Pipeline - Dealing with Errors
Introduction
Dealing with errors is very important during any pipeline. Although I haven't had all the scripts ready, I need to consider the potential errors and take action early.
This section contains initial error processing for two parts: downloading and analysis.
Downloading
For download, I can think of two kinds of errors. One is that the file is good, but it was damaged during transmission. The other one is that the file was downloaded without error, but the content on the remote server is invalid.
Error While Transfering
Since there is no MD5 or similar hash provided, I have to find another way to validate the file. All the source is in .fastq.gz format, which means they are .gz archive. The best way to examine an archive is to decompress it and see if any error occurs.
If any archive fails to decompress correctly, the file will be added to the redownload list. The only downside of this method is that, if the source on the remote server is a damaged archive, then it will end in a download loop. In order to prevent this issue, I plan to set a maximum re-downloading limit. If any file was downloaded for over 3 times and still reports an error, it should be removed from the list.
Error with Source
There are two kinds of errors in this category. One is a damaged fastq file, which we won't be able to detect until it enters the analysis pipeline, so we will leave it to the analysis pipeline to take care of.
The other one is an unpaired file. For an interleaved-ended source, it requires two files in a similar format (XXXX_1.fastq.gz and XXXX_2.fastq.gz).
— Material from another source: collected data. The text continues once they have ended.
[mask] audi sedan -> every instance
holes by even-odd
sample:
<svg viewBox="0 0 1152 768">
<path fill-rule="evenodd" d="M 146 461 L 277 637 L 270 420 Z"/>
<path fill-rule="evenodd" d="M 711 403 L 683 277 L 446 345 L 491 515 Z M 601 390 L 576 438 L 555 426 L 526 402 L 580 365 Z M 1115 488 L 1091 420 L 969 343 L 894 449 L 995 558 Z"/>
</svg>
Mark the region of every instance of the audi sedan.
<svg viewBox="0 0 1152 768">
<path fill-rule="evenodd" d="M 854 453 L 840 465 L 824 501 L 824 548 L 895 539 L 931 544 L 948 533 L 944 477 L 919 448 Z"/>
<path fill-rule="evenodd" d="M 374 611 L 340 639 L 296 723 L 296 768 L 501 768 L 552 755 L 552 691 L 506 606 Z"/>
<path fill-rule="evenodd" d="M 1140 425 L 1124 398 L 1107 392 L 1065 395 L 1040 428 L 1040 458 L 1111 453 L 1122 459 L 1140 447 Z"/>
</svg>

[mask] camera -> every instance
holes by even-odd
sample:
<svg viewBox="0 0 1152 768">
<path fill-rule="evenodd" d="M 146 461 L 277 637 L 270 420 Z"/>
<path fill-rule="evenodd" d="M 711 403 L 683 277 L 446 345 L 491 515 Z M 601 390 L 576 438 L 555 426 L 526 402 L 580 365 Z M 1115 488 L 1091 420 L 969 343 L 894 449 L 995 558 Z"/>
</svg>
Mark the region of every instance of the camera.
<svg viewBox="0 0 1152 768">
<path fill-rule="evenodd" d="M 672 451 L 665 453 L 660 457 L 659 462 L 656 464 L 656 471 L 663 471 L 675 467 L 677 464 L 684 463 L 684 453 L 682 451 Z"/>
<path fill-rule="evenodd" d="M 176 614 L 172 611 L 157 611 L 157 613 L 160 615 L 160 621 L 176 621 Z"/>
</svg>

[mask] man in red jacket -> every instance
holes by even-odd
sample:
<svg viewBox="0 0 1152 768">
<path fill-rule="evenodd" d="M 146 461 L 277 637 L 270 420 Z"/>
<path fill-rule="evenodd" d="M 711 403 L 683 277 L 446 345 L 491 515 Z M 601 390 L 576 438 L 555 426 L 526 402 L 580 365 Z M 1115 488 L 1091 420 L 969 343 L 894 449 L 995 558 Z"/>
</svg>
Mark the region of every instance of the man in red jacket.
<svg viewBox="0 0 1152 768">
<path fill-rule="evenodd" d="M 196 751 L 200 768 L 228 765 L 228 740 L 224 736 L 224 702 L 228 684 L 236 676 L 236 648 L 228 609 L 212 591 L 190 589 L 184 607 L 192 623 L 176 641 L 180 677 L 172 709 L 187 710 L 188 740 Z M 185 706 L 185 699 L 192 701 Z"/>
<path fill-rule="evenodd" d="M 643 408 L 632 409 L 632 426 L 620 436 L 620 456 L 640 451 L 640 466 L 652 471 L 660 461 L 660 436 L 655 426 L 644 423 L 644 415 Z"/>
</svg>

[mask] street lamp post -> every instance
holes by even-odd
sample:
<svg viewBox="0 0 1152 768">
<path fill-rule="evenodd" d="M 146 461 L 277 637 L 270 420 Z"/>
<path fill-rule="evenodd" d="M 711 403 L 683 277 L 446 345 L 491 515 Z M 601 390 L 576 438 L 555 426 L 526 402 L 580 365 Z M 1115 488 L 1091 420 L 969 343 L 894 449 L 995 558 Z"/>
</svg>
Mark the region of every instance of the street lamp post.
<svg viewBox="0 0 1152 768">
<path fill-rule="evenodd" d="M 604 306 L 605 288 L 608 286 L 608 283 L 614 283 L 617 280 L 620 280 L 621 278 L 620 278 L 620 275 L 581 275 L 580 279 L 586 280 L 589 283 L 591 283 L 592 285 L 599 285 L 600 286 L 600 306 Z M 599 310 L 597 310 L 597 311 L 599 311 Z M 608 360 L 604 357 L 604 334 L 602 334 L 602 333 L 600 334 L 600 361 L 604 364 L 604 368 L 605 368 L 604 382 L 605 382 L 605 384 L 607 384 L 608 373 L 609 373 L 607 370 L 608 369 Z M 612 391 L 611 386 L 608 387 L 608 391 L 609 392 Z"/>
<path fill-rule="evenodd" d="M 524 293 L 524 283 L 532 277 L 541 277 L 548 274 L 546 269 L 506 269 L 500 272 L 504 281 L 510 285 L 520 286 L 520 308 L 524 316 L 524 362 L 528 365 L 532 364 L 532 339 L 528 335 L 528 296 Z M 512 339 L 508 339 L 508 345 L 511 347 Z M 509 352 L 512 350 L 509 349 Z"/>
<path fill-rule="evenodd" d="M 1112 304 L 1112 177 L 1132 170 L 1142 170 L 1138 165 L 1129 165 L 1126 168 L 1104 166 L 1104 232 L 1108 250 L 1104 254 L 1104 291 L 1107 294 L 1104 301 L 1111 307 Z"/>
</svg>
If one of the two files is missing or damaged, both file needs to be removed from the list. This can be easily detected by script.
Analysis
I can think of two kinds of errors for this part. One is that the resulting output is invalid, and the other one is that the analysis pipeline was not complete. For the first one, where the result is invalid, I plan to find those invalid entries, remove them, and process the remaining file(s) again. For the second error, where the analysis pipeline was not complete, I plan to move them to a specific location for manual processing. Once there are some samples, I will be able to modify the analysis pipeline specifically for these errors.